Question: Is there something to worry about when a two-year-old is spending most of her playtime at daycare crossing her legs in every possible position trying to get her diaper to give her a pleasurable sensation, and on the other hand attacking all the other children without any reason, and without showing any emotion either, she never laughs unless you tell her to, thank you for your helpAnswer: I'm not an expert on childhood behavior so I am not sure I can be of much help or if what I say is true.
I am aware that young girls do at times spend a lot of time masturbating and may not be the least bit shy about it. It simply feels good to them. If you interrupt them, they may get mad and show their displeasure. You can read one mother's experiences at the link given below.
http://archive.salon.com/sex/feature/2001/05/23/like_mom/
You do want to periodically examine a young girl's vulva when you bathe her, or change her diaper. Look for signs of irritation like diaper rash, fused inner labia, and hardened smegma under the hood of her clitoris. An unpleasant odor or discharge could indicate an infection. Reddish warm labia and clear/whitish liquid that comes and goes could indicate sexual arousal and should not be a reason for concern. Sexual abuse might be indicated by injuries to the vulva, like a torn hymen.
It may be wise to at times leave her diaper off so she can explore her body freely and perhaps have an easier time at masturbating, perhaps at bed or bath time. You can lay her on one of those plastic lined bed pads they sell for incontinence and cover her with a sheet or blanket.

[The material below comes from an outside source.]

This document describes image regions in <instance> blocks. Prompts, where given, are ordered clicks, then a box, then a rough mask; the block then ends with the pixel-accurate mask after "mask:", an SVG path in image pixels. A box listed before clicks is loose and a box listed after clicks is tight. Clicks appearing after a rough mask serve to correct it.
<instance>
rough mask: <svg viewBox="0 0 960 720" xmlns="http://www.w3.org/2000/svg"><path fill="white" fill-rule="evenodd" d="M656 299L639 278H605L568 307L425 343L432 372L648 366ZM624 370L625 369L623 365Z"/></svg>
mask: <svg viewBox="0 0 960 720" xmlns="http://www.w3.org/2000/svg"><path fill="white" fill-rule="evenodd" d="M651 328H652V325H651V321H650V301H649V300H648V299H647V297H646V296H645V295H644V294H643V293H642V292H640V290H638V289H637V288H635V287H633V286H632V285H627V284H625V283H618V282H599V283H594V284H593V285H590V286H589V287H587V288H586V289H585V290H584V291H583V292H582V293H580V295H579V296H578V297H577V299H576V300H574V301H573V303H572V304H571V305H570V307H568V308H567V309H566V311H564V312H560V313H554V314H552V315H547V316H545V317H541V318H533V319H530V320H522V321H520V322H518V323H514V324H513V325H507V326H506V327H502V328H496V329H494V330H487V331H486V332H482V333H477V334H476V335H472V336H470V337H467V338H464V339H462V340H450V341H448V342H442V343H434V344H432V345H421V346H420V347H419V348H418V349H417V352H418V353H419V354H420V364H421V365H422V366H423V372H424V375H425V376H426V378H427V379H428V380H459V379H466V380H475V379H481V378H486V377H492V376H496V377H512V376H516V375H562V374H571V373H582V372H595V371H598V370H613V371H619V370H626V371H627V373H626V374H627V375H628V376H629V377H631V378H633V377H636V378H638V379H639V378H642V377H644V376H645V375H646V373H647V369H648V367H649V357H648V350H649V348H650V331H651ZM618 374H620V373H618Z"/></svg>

You can also shower or bathe with her and give her time to explore; she is too young to bathe alone. I would recommend that you be as tolerant and supportive of her self-exploration and masturbation as your individual circumstances permit.
The striking out could indicate she does not know how to interact with other children, if she is an only child and does not play with other children at home. She may simply want attention and wants people to notice her, which they likely do when she hits another child. If this is the case, she should be included in group activities and receive more adult attention. You want to keep her from hitting versus reacting when she does. It could also possibly indicate emotional discomfort and frustration. If the people around her are not happy, she may pick up on this and be reacting to it. If her parents and caregivers are not happy, neither will she.
The fact that she does not laugh is a bit disconcerting. Does she laugh when she is tickled? Does she smile? Does her face light up? It may indicate someone needs to take the time to figure out what makes her happy. Perhaps someone needs to spend more time holding and playing with her.
Something that may help with all of this is infant massage. Undress her and gently apply body lotion to her entire body. Use light caresses. Massage her hands, fingers, feet, toes, face, etc. The same techniques that apply to adults can be used, but there are also books available on infant massage. This will help with any stress she may be under and make her more at ease with her body. If she wants more attention this will provide it. Bathing and sleeping with her parents might be wise as well.